Based on no knowledge of the breed, I did expect it to be a 2.1 system, which it isn't in the true sense as there is only a stereo input. In retrospect, this is the only way it can be done without a stand alone processor or multichannel sound card, so it seems obvious (now) that this is the way these things are done. I had also expected an active system, with separate channels of amplification for each driver, whereas this is strictly speaking a powered passive satellite/active subwoofer system. I also, perhaps because of the computer connotations, expected the input to be via USB and/or an iPod dock to be in evidence. Again, I'm not sure why - as no such thing was promised or suggested.
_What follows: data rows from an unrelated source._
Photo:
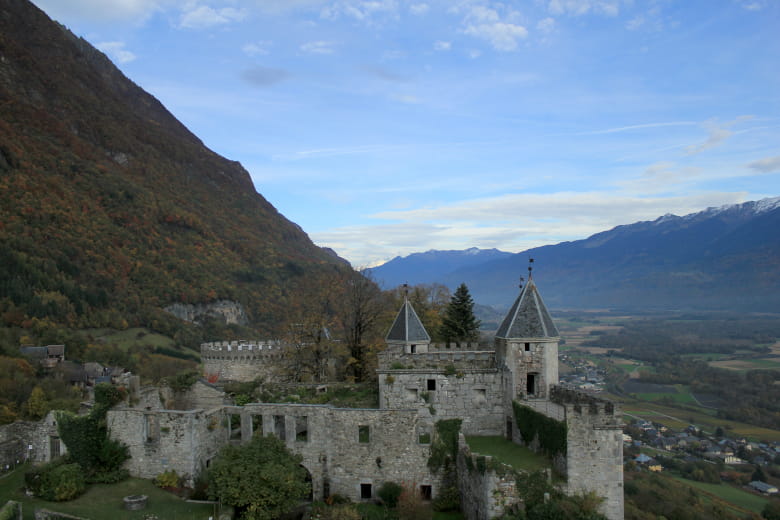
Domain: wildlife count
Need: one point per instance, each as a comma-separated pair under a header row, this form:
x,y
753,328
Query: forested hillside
x,y
110,209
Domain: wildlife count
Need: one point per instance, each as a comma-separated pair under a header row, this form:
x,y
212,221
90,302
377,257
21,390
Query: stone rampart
x,y
473,395
241,360
487,488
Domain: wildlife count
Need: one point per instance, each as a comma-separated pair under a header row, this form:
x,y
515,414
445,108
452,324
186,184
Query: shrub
x,y
167,479
389,493
448,499
56,481
411,505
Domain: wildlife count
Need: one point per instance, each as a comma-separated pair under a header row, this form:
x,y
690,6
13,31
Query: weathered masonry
x,y
353,451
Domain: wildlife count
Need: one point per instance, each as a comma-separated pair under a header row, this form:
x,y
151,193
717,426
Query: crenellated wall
x,y
241,360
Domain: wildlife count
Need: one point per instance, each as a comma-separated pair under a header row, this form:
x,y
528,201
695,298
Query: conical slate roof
x,y
528,317
407,327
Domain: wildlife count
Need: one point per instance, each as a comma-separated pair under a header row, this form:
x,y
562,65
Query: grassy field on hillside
x,y
103,501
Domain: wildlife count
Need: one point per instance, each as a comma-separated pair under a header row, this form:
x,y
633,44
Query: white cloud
x,y
487,24
203,16
581,7
318,47
513,222
546,25
256,48
718,133
100,10
766,165
117,51
419,9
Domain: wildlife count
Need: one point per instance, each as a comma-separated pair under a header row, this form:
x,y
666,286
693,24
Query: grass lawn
x,y
730,494
511,454
103,501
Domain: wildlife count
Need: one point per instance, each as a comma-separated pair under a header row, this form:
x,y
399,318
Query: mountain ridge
x,y
718,258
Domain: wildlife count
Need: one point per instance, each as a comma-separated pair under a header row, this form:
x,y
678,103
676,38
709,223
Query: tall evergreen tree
x,y
459,323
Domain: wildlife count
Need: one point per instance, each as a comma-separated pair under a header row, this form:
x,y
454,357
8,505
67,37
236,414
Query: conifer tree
x,y
459,323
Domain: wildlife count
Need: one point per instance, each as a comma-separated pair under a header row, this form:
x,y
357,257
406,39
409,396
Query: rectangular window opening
x,y
235,426
257,425
279,429
302,429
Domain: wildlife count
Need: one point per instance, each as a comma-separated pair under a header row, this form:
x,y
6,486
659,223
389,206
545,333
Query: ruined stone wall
x,y
474,395
30,440
594,455
200,395
161,440
346,450
534,358
454,358
241,360
484,493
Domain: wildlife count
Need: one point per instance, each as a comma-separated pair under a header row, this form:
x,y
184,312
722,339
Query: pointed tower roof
x,y
528,317
407,327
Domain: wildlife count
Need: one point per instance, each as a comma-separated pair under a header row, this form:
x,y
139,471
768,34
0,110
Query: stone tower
x,y
407,335
527,346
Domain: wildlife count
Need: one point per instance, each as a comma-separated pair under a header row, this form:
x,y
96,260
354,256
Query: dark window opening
x,y
279,429
530,386
54,447
235,426
302,429
257,425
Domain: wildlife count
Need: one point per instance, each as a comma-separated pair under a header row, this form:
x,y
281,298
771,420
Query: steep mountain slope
x,y
111,209
423,267
722,258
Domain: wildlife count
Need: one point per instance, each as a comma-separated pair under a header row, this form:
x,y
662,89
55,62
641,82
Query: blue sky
x,y
386,127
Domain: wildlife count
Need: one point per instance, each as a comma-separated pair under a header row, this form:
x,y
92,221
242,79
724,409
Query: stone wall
x,y
241,360
439,359
484,493
594,455
161,440
473,395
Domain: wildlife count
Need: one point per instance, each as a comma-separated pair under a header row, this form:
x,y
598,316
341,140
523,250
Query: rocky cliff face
x,y
231,312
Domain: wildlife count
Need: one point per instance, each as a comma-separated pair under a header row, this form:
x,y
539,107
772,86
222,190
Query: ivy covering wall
x,y
550,433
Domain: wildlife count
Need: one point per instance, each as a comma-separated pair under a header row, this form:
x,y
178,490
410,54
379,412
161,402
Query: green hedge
x,y
552,433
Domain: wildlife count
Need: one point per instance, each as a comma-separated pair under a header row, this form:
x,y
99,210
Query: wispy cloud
x,y
766,165
637,127
502,32
718,133
319,47
203,16
117,51
264,76
256,48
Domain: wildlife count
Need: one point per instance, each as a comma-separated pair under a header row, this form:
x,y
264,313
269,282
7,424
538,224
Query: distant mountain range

With twin RCA phono inputs you can plug devices with headphone outputs, a standalone dock or, for that matter, a dumb CD Player into the Teufels, as they have their own volume control.
It would be possible to make all of this extra input gadgetry available, but when your £450 already buys a good sized pair of speakers, three ample channels of amplification and a, relatively speaking, monster subwoofer, I feel the budget has been spread precisely where it should be. That being to extract as much sound in terms of frequency and dynamic bandwidth, delivered with more quality than I dared to hope for for the money involved.
Sure, you could accept limitations in any one of these areas, and ratchet up the experience in other areas, but that's the nature of compromise. Late in the day, I did have a pair of respected mini active monitors (circa £400/pair) on hand for the sake of comparison. They go for accuracy at the expense of all else and you could argue what they did, they did with a bit more finesse, neutrality and accuracy than the Teufels. The flip side of the coin was that they didn't go very loud, deep bass was totally absent along with the macro dynamics this brings to the party and they had precisely the same levels of connectivity. As such, you give away a little with the Teufels, but get back a lot and whilst I had both in situ, I tended to find it was the Teufels I ended up listening to.
This opens up the possibilities beyond being desktop speakers. They can handle larger spaces due to the output of the subwoofer and so make a good, decent second room system you don't have to make up excuses for. They would compliment an LCD/Plasma TV fed from the headphone socket, or variable RCA phono output if it has one. This would give you wireless remote volume control and show the risible fayre that passes for TV speakers a very clean pair of heels. To my mind, that makes the Teufel Concept D 500 THX a near perfect solution as student digs speakers.
Good enough as budget music hi-fi, loud enough to bother your neighbours with movies and games, flexible enough to do away a lot of other boxes, wrapped up in a package for very, very sensible money, they go a long way to throwing off the label of a mere PC speaker.